Two consequences. Convergence rate: if condition (a) is strengthened to a quantitative approximation rate — $L^*(\mathcal{H}_k) - L^* = O(k^{-\alpha})$ for some $\alpha > 0$ — then the convergence in Theorem 2 happens at a quantifiable rate, determined by trading $k$ off against the penalty (Lugosi and Zeger 1995). No rate without smoothness: without quantitative approximation conditions, the convergence in Theorem 2 can be arbitrarily slow (Devroye, Györfi, and Lugosi 1996, §7).

Proof of consistency

The argument is: pick a reference class $K$ that’s good enough in approximation, observe that its penalty vanishes as $n \to \infty$, plug both into the oracle inequality, take the limit.

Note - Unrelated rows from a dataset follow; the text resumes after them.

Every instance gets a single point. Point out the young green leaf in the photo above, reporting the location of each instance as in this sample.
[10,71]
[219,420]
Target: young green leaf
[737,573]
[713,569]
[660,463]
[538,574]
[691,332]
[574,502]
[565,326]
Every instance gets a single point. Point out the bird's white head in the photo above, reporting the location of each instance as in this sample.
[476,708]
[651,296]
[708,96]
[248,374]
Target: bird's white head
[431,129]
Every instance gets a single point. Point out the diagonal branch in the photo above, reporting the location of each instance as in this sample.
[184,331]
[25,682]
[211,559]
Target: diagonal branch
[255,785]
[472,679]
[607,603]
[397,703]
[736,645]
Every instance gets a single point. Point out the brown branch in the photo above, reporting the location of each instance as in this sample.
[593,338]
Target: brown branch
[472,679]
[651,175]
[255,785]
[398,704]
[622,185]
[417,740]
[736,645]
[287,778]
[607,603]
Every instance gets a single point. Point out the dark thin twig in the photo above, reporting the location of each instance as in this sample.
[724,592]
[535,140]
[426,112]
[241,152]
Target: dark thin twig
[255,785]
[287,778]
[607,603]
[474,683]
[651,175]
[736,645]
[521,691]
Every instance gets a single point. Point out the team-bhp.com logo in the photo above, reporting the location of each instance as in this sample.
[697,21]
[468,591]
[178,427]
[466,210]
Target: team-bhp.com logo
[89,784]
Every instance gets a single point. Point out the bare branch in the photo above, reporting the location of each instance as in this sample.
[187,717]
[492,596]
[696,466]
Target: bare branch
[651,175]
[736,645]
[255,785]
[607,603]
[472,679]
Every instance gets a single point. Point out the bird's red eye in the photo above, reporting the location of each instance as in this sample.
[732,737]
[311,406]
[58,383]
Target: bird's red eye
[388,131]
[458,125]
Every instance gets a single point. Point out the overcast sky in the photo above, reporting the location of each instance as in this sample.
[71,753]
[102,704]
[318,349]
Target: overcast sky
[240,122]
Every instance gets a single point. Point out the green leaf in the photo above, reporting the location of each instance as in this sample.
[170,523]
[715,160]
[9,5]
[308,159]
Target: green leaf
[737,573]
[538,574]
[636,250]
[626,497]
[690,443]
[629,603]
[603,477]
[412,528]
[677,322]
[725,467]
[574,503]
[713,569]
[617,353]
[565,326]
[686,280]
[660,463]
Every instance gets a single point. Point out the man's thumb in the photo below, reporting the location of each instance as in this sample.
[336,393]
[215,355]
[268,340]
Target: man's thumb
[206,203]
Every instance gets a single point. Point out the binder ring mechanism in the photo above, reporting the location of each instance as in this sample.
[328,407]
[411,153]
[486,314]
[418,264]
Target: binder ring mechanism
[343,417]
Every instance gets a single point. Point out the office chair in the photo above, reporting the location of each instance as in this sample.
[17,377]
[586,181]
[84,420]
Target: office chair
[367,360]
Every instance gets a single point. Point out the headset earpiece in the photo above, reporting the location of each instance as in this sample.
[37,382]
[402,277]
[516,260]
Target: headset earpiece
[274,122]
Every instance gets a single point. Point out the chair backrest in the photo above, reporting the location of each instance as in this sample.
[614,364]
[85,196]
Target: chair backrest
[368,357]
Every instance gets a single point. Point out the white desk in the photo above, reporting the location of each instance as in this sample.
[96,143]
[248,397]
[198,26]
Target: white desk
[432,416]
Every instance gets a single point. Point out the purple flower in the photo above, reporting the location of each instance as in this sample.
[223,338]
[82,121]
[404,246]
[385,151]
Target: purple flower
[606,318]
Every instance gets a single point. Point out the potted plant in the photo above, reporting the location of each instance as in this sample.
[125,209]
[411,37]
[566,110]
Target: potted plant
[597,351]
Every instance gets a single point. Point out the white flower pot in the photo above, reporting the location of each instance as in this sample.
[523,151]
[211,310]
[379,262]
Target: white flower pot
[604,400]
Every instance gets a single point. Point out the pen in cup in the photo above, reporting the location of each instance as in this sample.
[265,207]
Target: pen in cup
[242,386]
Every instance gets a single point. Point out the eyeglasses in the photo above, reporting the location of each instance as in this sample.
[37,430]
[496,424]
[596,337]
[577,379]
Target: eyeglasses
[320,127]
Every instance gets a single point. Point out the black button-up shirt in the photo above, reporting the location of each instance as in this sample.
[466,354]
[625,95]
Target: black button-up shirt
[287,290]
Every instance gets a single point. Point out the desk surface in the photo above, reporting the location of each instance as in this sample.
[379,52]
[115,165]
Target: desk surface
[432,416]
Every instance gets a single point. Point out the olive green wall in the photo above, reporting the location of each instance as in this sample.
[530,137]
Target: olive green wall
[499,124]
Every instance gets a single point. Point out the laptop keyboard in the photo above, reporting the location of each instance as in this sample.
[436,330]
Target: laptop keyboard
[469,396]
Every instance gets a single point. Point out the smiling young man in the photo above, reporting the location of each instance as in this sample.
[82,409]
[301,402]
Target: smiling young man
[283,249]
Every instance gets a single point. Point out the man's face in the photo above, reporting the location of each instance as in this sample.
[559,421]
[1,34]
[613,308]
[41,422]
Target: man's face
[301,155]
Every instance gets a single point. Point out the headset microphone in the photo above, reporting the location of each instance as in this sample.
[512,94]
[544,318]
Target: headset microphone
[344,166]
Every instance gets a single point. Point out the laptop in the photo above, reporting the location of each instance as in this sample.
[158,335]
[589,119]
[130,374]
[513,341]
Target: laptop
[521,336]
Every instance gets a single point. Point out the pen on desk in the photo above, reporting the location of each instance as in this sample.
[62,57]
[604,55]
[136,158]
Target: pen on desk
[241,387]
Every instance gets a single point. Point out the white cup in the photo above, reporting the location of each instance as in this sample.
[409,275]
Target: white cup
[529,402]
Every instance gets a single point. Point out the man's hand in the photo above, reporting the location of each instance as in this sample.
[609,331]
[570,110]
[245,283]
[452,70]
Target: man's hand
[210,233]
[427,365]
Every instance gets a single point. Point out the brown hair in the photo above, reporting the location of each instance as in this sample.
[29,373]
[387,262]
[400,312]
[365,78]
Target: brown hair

Two structural notes about the proof. The reference $K$ is data-independent. This is essential: we pick $K$ based on the approximation property (a), apply the oracle inequality with $K$ on the right, and absorb the gap into the penalty. Trying to take $K = \hat k_n$ would defeat the argument, since the right-hand side of the oracle inequality is fixed before the data is seen. The proof says nothing about $\hat k_n$ itself. We never claim $\hat k_n \to \infty$ or $\hat k_n \to K^*$ for some optimal $K^*$ — what’s controlled is the risk, not the index. $\hat k_n$ can oscillate arbitrarily as long as the corresponding risk converges.

Vapnik SRM on the polynomial toy

The figure below plots training MSE, the Vapnik penalty, and their sum as functions of $k$ on the polynomial-regression toy, at $n \in \{50, 100, 500\}$. The picked $\hat k$ is the argmin of the total; we also compute the bias-variance optimum $k^*$ from a small Monte Carlo for comparison.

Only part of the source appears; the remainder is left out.